ソルダレス・ブレッドボードで回路を組んだ例

ブレッドボード(英:breadboard, protoboard)とは、電子回路実験(や試作)をするための板のことである[1]

概説[編集]

ブレッドボードは電子回路の実験試作評価などに用いる。

「breadboard」というのは、本来の意味は、パンを切る時にパンをのせる板のことである[1]。「bread ブレッド」(=パン)+「board ボード」(=板)という構成の語であり、あえて日本語に訳せば「パン切り用まな板」といったところである。ラジオの初期からすでに、ラジオ愛好家たちがパン切り用の木製のブレッドボード上で回路を作ってきた歴史があるので、「breadboard」が回路の実験・試作用の板、という意味でも用いられるようになった。(なお現在でも英語圏の一般人の日常生活では「breadboard」と言えばまずパン切り用のまな板を指している。)

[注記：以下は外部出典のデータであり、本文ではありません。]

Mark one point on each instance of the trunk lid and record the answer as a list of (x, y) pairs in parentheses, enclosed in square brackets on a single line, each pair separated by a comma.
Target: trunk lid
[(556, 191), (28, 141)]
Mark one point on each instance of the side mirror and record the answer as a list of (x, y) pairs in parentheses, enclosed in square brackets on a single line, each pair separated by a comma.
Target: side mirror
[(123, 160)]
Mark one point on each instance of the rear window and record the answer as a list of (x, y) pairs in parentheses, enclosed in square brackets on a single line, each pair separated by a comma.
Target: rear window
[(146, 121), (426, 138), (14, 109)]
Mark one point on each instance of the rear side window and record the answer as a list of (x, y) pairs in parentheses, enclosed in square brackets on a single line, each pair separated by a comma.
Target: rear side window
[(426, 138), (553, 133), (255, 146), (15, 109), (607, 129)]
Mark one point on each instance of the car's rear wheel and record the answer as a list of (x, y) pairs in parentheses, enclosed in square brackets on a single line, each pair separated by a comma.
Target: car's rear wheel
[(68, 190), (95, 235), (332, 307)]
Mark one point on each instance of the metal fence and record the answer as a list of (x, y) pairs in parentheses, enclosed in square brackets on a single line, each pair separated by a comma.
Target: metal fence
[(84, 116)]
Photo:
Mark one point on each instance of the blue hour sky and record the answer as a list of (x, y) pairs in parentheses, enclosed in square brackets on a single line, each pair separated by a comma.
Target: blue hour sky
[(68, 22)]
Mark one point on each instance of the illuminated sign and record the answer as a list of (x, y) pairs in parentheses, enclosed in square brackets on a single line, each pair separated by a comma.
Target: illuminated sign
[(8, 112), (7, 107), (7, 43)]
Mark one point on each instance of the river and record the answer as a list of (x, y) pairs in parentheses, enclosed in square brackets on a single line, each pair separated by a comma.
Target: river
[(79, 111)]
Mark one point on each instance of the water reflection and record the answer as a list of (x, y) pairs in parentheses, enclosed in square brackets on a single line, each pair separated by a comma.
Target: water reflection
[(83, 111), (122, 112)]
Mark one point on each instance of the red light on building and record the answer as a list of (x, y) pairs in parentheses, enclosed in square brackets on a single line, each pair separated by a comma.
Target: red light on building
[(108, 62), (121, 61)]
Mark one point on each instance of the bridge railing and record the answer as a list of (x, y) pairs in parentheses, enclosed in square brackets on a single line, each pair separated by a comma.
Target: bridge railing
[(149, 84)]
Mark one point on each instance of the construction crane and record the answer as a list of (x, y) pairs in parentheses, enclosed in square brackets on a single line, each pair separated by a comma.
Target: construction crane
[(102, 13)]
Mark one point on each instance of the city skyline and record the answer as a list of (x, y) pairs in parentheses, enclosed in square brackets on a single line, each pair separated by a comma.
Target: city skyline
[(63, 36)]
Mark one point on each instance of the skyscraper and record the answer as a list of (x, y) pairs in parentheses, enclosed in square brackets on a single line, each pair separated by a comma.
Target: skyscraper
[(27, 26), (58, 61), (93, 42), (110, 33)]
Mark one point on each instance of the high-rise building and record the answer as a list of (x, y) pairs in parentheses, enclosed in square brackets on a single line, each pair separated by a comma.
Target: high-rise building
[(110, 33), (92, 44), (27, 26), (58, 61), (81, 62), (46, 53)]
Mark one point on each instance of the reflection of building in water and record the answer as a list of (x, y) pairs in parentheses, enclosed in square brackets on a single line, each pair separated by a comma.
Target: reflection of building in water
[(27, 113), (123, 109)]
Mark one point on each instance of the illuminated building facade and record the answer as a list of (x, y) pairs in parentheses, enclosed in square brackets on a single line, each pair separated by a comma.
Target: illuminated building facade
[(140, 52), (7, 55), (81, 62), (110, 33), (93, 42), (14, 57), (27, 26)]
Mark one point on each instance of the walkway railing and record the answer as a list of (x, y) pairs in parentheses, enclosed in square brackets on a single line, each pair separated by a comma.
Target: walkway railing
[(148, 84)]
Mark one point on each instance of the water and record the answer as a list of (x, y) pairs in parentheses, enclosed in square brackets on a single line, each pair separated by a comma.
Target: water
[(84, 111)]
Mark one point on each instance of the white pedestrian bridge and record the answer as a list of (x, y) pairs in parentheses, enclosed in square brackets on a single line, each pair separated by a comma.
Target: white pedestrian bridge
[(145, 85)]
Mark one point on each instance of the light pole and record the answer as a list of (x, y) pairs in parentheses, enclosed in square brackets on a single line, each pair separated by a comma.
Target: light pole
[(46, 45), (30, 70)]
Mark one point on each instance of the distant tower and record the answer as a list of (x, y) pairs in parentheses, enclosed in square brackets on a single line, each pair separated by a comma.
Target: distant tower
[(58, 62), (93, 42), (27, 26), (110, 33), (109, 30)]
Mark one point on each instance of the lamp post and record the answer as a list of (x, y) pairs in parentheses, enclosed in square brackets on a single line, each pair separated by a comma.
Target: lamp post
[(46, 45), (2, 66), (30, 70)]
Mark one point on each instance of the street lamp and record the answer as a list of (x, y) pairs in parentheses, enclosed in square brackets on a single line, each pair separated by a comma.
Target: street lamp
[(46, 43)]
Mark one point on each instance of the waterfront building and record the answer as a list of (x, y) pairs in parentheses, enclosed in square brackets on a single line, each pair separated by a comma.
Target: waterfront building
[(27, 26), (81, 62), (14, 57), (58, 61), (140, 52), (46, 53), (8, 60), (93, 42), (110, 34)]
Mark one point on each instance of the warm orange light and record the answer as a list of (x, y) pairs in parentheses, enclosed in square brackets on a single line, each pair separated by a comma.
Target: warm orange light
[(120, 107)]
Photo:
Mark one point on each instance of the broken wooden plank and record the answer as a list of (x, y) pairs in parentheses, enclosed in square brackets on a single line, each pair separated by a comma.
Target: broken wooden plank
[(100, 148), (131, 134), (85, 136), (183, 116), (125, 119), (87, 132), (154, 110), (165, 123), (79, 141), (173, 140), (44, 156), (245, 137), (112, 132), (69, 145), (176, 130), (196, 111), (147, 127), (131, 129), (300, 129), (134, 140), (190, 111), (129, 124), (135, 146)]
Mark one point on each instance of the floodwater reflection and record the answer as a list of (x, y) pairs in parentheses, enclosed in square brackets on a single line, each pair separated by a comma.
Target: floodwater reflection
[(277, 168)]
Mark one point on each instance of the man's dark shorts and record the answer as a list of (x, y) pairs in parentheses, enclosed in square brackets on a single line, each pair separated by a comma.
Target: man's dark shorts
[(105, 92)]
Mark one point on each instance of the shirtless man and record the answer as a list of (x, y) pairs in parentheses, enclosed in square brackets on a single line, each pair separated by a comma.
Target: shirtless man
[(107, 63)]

ブレッドボードの中でも特に、各種電子部品ジャンパ線を差し込むだけで電子回路を組むことの出来る、はんだ付けが不要なタイプの基板を指す場合、1970年代には英語では「solderless breadboard(ソルダーレス・ブレッドボード)」と呼ばれていた。最近では、はんだづけがないものが一般的になってきて他のタイプはめっきり減ったので、英語でも単に「breadboard」と呼ぶことが多い。ただし、歴史的経緯もふまえると、単に"breadboard"と言った場合、「試作用基板」全般を指しうるため、初期の「板に自力で釘を打ち付けたもの」から「基板からあらかじめ金属端子が多数突き出ていて線を巻きつけるもの」、さらに広義にはユニバーサル基板なども含むことになる。

2010年代の日本のアマチュア工作の世界では、漠然と「ブレッドボード」と言うと、穴に素子やワイヤーを差し込むタイプ(solderlessタイプ)をもっぱら指していることが多い。

歴史[編集]

1920年代TRF受信機。Signal社製。木製の板の上に組み立てられている。

ラジオの初期の時代からラジオ愛好家たちは回路を組むのにブレッドボード(木製パン切りまな板)を用いてきた。1900年代初頭ごろにはすでにブレッドボードは用いられていたのである。入手が容易で、安価で、丈夫で、部品の位置をあれこれ変更するのにも適していたからである[2]。(現代人は忘れがちだが)当時のラジオの部品はひとつひとつが現在のものと比べてかなり大きく、一辺が数cm~10cm弱もあるような塊のような形状の部品ばかりで、おまけにそれなりに重い部品だったので、それらを配置するのにパン切りまな板のサイズや丈夫さはちょうどよかったのである。ブレッドボードそのもの(あるいはそれに似た)を手に入れて、それに、回路の部品(トランスフォーマー真空管キャパシタ銅線端子など)を配置し、はんだ付けして回路を作った。また画鋲を使う、というのも一般的であった。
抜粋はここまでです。